Near the city of Sao Jose dos Campos, Brazil, is a remarkable facility. Twenty years ago the Brazilian government turned a prison over to two Christians. The institution was renamed Humaita, and the plan was to run it on Christian principles. With the exception of two full-time staff, inmates do all the work. Families outside the prison adopt an inmate to work with during and after his term. Chuck Colson visited the prison and made this report:

"When I visited Humaita I found the inmates smiling - particularly the murderer who held the keys, opened the gates and let me in. Wherever I walked I saw men at peace. I saw clean living areas, people working industriously. The walls were decorated with biblical sayings from Psalms and Proverbs .... My guide escorted me to the notorious prison cell once used for torture. Today, he told me, that block houses only a single inmate. As we reached the end of a long concrete corridor and he put the key in the lock, he paused and asked, 'Are you sure you want to go in?'

"'Of course,' I replied impatiently, 'I've been in isolation cells all over the world.' Slowly he swung open the massive door, and I saw the prisoner in that punishment cell: a crucifix, beautifully carved by the Humaita inmates - the prisoner Jesus, hanging on a cross. "'He's doing time for the rest of us,' my guide said softly." (Max Lucado, In the Grip of Grace (Dallas: Word Publishing, 1996), 113.

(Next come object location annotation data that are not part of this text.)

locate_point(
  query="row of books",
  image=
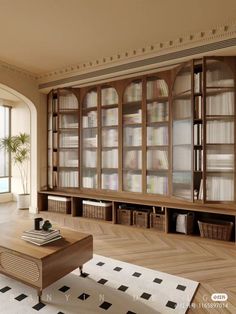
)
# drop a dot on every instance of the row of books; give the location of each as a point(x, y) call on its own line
point(182, 158)
point(157, 135)
point(110, 181)
point(41, 237)
point(68, 158)
point(220, 104)
point(68, 102)
point(90, 100)
point(157, 111)
point(133, 118)
point(220, 188)
point(132, 136)
point(219, 161)
point(157, 184)
point(69, 139)
point(110, 117)
point(156, 88)
point(69, 179)
point(132, 159)
point(220, 132)
point(90, 158)
point(90, 120)
point(157, 159)
point(68, 121)
point(133, 92)
point(110, 158)
point(109, 96)
point(110, 137)
point(132, 182)
point(198, 160)
point(219, 78)
point(90, 181)
point(91, 142)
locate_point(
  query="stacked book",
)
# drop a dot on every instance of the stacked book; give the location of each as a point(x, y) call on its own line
point(41, 237)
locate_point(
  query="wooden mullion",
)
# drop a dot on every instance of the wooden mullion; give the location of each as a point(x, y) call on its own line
point(144, 135)
point(99, 138)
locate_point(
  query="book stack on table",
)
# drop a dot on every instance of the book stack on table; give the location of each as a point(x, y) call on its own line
point(41, 237)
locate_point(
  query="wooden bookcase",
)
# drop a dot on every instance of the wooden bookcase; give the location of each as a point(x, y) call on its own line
point(161, 140)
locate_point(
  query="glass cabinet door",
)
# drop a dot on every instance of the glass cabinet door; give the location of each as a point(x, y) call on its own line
point(68, 144)
point(220, 131)
point(90, 140)
point(132, 137)
point(109, 140)
point(157, 136)
point(182, 137)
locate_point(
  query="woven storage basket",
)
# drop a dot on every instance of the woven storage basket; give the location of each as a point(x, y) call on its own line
point(98, 210)
point(141, 219)
point(59, 204)
point(216, 229)
point(125, 216)
point(157, 221)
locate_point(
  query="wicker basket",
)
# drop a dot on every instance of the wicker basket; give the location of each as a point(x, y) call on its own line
point(157, 221)
point(141, 219)
point(98, 210)
point(125, 216)
point(216, 229)
point(59, 204)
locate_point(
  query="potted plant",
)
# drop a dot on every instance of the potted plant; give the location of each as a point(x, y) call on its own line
point(18, 146)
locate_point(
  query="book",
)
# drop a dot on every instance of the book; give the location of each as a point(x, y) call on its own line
point(40, 242)
point(41, 234)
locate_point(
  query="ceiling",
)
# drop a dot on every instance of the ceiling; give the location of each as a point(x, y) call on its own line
point(46, 35)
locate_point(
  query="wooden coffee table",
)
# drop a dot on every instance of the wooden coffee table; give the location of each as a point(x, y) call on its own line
point(40, 266)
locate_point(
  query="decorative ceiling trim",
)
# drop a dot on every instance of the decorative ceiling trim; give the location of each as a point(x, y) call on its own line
point(158, 52)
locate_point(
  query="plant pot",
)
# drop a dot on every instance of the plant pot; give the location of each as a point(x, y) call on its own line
point(23, 201)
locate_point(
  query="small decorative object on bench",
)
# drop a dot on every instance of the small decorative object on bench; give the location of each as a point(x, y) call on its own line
point(125, 215)
point(41, 236)
point(184, 223)
point(216, 229)
point(157, 221)
point(59, 204)
point(141, 218)
point(98, 210)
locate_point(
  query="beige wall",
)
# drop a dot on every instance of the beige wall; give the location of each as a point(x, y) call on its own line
point(26, 88)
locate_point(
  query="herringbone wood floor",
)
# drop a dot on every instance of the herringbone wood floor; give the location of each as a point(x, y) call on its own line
point(212, 263)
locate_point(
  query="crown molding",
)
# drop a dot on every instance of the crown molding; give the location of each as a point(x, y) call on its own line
point(18, 70)
point(186, 41)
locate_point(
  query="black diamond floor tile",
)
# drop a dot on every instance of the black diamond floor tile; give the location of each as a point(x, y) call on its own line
point(145, 296)
point(171, 304)
point(122, 288)
point(105, 305)
point(5, 289)
point(21, 297)
point(84, 275)
point(181, 287)
point(117, 269)
point(64, 289)
point(157, 280)
point(136, 274)
point(83, 296)
point(102, 281)
point(38, 306)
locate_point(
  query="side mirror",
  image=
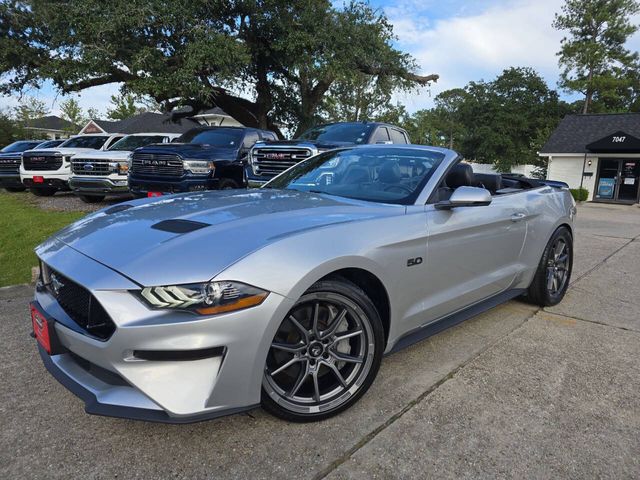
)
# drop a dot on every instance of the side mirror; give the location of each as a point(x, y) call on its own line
point(466, 197)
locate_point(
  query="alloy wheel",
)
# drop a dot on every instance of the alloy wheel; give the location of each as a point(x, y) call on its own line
point(320, 355)
point(558, 266)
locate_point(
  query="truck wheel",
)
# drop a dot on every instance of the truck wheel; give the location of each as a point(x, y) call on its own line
point(43, 192)
point(91, 198)
point(227, 184)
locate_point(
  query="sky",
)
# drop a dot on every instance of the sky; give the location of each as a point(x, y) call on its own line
point(459, 40)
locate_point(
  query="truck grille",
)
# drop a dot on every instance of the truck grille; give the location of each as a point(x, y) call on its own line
point(157, 164)
point(90, 166)
point(271, 161)
point(9, 164)
point(42, 162)
point(80, 305)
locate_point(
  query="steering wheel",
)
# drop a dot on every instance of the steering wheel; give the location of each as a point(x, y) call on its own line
point(403, 188)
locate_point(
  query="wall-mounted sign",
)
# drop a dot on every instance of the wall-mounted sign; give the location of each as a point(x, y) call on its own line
point(606, 186)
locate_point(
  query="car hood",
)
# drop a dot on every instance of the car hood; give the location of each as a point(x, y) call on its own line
point(61, 151)
point(318, 144)
point(103, 154)
point(192, 151)
point(227, 226)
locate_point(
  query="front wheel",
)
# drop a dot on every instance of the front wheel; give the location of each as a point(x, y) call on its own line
point(325, 354)
point(554, 270)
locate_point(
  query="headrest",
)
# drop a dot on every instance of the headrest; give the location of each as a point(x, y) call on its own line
point(390, 173)
point(461, 175)
point(490, 181)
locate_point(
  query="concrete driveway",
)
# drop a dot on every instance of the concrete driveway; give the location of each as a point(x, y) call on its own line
point(516, 392)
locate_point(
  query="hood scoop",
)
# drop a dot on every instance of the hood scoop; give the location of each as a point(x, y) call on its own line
point(179, 226)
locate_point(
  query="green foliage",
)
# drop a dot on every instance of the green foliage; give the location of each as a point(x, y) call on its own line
point(10, 130)
point(593, 57)
point(503, 122)
point(122, 106)
point(22, 228)
point(579, 194)
point(72, 112)
point(200, 54)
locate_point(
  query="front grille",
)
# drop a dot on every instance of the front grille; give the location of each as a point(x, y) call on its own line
point(157, 164)
point(91, 166)
point(80, 305)
point(9, 164)
point(275, 160)
point(42, 162)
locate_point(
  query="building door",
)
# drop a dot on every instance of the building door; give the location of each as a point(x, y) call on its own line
point(618, 180)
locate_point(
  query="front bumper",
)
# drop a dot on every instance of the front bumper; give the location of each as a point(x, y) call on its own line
point(101, 185)
point(114, 381)
point(144, 185)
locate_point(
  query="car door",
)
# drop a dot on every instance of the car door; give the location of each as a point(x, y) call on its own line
point(473, 253)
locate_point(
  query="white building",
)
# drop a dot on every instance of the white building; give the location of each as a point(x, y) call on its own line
point(599, 152)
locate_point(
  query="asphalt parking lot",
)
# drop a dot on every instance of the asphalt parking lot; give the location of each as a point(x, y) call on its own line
point(516, 392)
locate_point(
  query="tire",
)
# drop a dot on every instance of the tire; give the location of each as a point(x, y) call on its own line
point(552, 277)
point(43, 192)
point(91, 198)
point(325, 362)
point(227, 184)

What binds us together here at Faith Lutheran Church? Is it the worship style? With as many different opinions about worship in this place as there are, that can't be it. How about economic station? We have millionaires in this church and we have people out of work. How about life circumstances? We have marrieds with children, marrieds without children, singles with and without children, men, women, young, old, African-America, Caucasian, Eurasian, Oriental. None of that can be it.

Could it be that we are all here because we affirm our loyalty to a common Lord and a common ideal: To share the good news of Jesus with everyone; to transform followers into disciples with a faith that works in real life; to joyfully go and share his love in the world? Do you suppose that could be it? A God that loved us so much that he died for us--for all of us?